Nevertheless, if you don’t feel comfortable working out at a gym for whatever security reason, one can still train outside the framework of a gym, even at home. One way or another, you can still get a good workout wherever the location.
69. The changing rooms and toilets are full of germs
Changing rooms are full of germs, but you don’t have to use them and you can get changed and shower at home. If that’s not convenient, there are precautions you can take.
- Wear flip-flops everywhere in the changing room, shower, and toilets.
- Wash your hands with antibacterial gel before and after entering the changing room
- Use antibacterial soap or shampoo
- Always use a clean towel
- Use anti-fungal cream and powder after you dry.
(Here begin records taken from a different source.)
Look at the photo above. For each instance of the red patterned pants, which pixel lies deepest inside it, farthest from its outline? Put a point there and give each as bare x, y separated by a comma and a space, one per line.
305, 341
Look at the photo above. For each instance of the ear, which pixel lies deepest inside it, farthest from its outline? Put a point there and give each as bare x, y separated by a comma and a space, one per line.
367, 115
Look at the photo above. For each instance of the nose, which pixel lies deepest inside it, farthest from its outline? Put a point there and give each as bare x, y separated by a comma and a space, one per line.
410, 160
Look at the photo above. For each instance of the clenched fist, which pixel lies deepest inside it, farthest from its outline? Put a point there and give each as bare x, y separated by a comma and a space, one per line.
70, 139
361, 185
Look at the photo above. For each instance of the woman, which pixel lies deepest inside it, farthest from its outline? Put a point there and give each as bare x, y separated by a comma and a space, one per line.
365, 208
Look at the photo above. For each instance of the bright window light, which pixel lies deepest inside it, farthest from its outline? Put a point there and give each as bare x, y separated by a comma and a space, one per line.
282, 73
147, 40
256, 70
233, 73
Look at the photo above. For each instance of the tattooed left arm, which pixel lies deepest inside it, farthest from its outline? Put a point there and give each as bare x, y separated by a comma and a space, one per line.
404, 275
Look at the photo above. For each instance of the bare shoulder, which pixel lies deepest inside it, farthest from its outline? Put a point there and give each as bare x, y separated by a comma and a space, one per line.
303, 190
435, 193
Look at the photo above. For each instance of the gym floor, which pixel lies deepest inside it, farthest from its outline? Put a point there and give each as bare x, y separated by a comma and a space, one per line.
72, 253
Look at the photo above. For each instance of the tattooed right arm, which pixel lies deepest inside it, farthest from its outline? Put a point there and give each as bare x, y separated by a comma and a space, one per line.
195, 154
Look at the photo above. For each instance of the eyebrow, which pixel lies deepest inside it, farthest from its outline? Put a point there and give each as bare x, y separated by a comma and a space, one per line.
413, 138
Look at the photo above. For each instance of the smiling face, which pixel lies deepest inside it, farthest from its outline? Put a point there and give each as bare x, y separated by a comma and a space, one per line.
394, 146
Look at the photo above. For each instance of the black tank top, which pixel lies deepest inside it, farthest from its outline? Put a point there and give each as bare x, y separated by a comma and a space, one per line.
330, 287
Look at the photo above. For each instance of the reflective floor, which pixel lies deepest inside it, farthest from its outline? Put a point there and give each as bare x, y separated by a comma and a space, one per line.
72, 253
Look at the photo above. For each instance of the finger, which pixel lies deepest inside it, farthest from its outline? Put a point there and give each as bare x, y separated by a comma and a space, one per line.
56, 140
- Don’t let your towel touch surfaces in the changing room
- Use a separate towel for showering
- Try to avoid sitting on a bench while undressed
- Avoid shaving at the gym or just before going
- Spray your bag with a disinfectant and wipe it down after use
- Examine your skin regularly for red and inflamed areas, and consult a doctor if necessary.
70. The exercise classes are either full or overcrowded
Don’t let full or overcrowded classes put you off your exercise routine. It can be annoying especially when you’re so motivated to make an effort. There are several things you can do to circumvent the frustration.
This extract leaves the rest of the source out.